Philosophie, Religionsphilosophie

Autor/Hrsg.:

Deuser, Hermann

Titel/Untertitel:

Gottesinstinkt. Semiotische Religionstheorie und Pragmatismus.

Verlag:

Tübingen: Mohr Siebeck 2004. XII, 352 S. gr.8° = Religion in Philosophy and Theology, 12. Kart. Euro 39,00. ISBN 3-16-148355-3.

Rezensent:

Daniel von Wachter

Hermann Deuser veröffentlicht in diesem Buch 17 zwischen 1994 und 2002 erschienene Aufsätze »neu bearbeitet und aufeinander abgestimmt«. Die meisten von ihnen handeln von Charles Sanders Peirces (1839­1914) Religionsphilosophie. D.s Ziel ist es »nachzuweisen, daß dem typisch neuzeitlichen Denkmuster der Philosophie- und Religionsauffassung Kants widersprochen werden kann« (VIII). Heute sei »eine Religionstheorie zu entwickeln, die dem Gottesbegriff und dem religiösen Glauben ihre respektable Selbständigkeit und Selbstverständlichkeit zurückgibt«. Dieses Ziel wird weniger durch direkte Verteidigung der These verfolgt als dadurch, dass die These besonders unter Rückgriff auf Peirce illustriert wird.

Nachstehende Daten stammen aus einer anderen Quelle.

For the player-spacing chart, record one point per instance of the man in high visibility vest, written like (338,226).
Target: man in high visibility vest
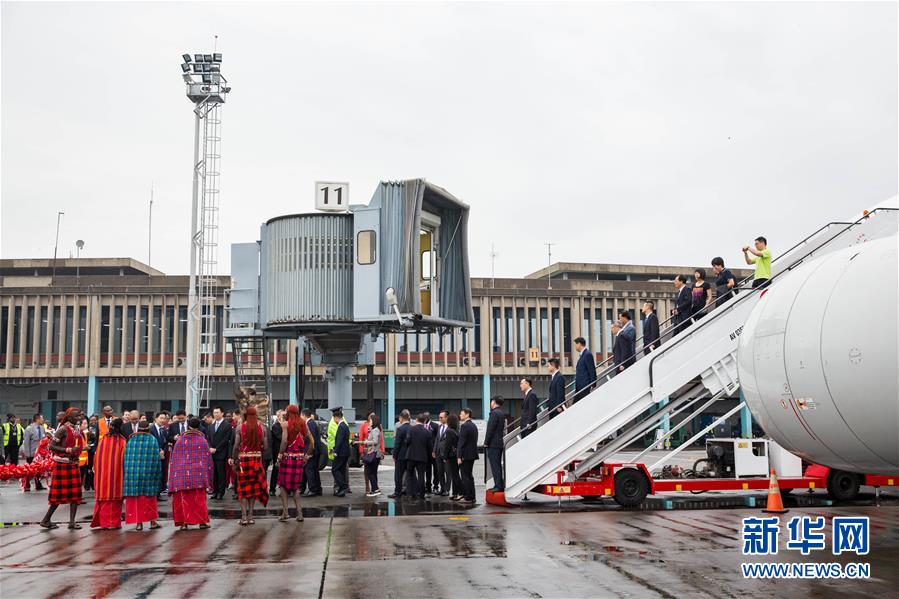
(13,436)
(339,451)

Das Buch wird eingeleitet durch eine Abhandlung mit der Überschrift »American Philosophy«, die vielleicht treffender die Überschrift »American Pragmatism« tragen könnte. Die folgenden Kapitel konzentrieren sich auf Peirce. »Kategoriale Semiotik und Pragmatismus« handelt von Kategorien, Zeichen und dem Pragmatismus. »Die phänomenologischen Grundlagen der Trinität« beschreibt, wie für Peirce die Zahl Drei von besonderer Bedeutung ist, und bringt dies mit der Trinität in Verbindung. Auch das nächste Kapitel, »Variationen über Nominalismus«, nimmt ein Thema von Peirce auf und bringt es mit Theologie in Zusammenhang: Peirces Ablehnung des Nominalismus wird auf die Ablehnung von Nietzsches »Gott ist tot« übertragen. Mehr Details über Peirces Theorie von Zeichen und Symbolen erfährt man in »Kategoriale Semiotik, Religion und die personale Symbolisierung im Christentum«. Es folgen vier Kapitel, in denen christliche Lehren umgedeutet und mit verschiedenen Autoren ins Gespräch gebracht werden: Lehren von der Trinität, vom Handeln Gottes und von der Inkarnation; außerdem wird Peirces »Gottesargument« erörtert. Ein ähnliches »pragmatistisches« Argument wird David Hume zugeschrieben, was durch eine recht detaillierte Besprechung von Humes Dialogen untermauert wird. Zwei Zeit- und teilweise auch Weggenossen von Peirce sind die Kapitel »Zum Religions- und Wahrheitsbegriff bei William James« und »Die Religion und die Funktion der Religiosität in John Deweys A Common Faith« gewidmet. Unter dem Motto der »pragmatistischen Religionsauffassung« steht ferner ein Aufsatz über »Ist Gemeinschaft ein metaphysischer Begriff?«, der Peirces Metaphysikbegriff verwendet. Unter das Motto »Perspektiven« stellt D. schließlich Aufsätze über den amerikanischen Theologen Robert Neville (Dean of Marsh Chapel, Boston University), »Robert Nevilles Schöpfungs-, Bundes- und Trinitätstheologie«, und über Ulrich Oeverman (Institut für Sozialisationsforschung und Sozialpsychologie, Universität Frankfurt), »Die strukturelle Wahrheit der Religiosität ­ Zu Ulrich Oevermanns Konstitutionslogik von Praxissituationen«, sowie ein Stück über die Beziehung zwischen Luther und Goethe und eine abschließende Erörterung »Über das Verhältnis von Theologie und Religionsphilosophie«.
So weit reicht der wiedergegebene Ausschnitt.